Check your local water restrictions to make sure you can water your garden.
- Water early in the morning or late in the evening as less water evaporates at these times.
- Encourage your plants to put down deep roots by giving them the occasional deep soaking rather than a frequent light watering. This will also help them to survive better during dry times.
- Use a hose with a trigger nozzle (in most states this is a water restrictions requirement) and water the roots of your plants instead of the leaves. Water gradually so that the water has time to soak in. Flooding one spot at a time can cause run-off and make your soil water resistant.
- You can also get more water to your plants by weeding your garden and providing mulch. Weeds take water away from other plants.
Automatic watering systems
Automatic watering systems that are poorly designed and inefficient may use more water than hand-held hoses and sprinklers. Automatic systems set to turn on regardless of weather conditions and soil moisture content will waste water. Systems not adjusted to seasonal needs may deliver water too fast, resulting in run-off, or supply more water than plants require.
- Ensure your automatic watering system is set up correctly by following the instructions, doing some research or contacting your local garden irrigation expert.
- Check your automatic watering system regularly to make sure that it's watering the right plants. Plants might have grown or died since the system was put in and the water might not be getting to where it's needed.
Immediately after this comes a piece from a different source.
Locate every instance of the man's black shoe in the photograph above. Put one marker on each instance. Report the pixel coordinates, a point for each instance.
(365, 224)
Also regularly check for leaks, holes in the piping and that none of the dripper or sprinkler heads have come off.
- Drip irrigation is the most efficient automatic watering system as water gets right to the roots and less water is lost to evaporation and wind.
- Adjust the timing and frequency of watering for the season. You might not need to water at all if there has been recent rain or your plants are all dormant in winter.
- Soil moisture sensors can be an excellent addition to your automatic watering system. The sensors switch off the system when it rains and adjust the watering time according to what your soil needs.
- If you are fertilising your plants, try to use organic liquid fertilisers or compost instead of dry fertilisers.
- Add water-saving crystals to your soil when you plant new plants. They hold hundreds of times their weight in water, so use a big bucket and a small amount of crystals the first time you mix them with water.
- Soil wetting agents can help water to penetrate the soil more deeply.
- Talk to your local nursery or other gardeners about how else you can help your soil and plants.
- Use a broom to clean the outside of your house, your paths and your driveways instead of the hose.
- When your dog needs a wash, do it on the lawn and choose a different spot for the rinse.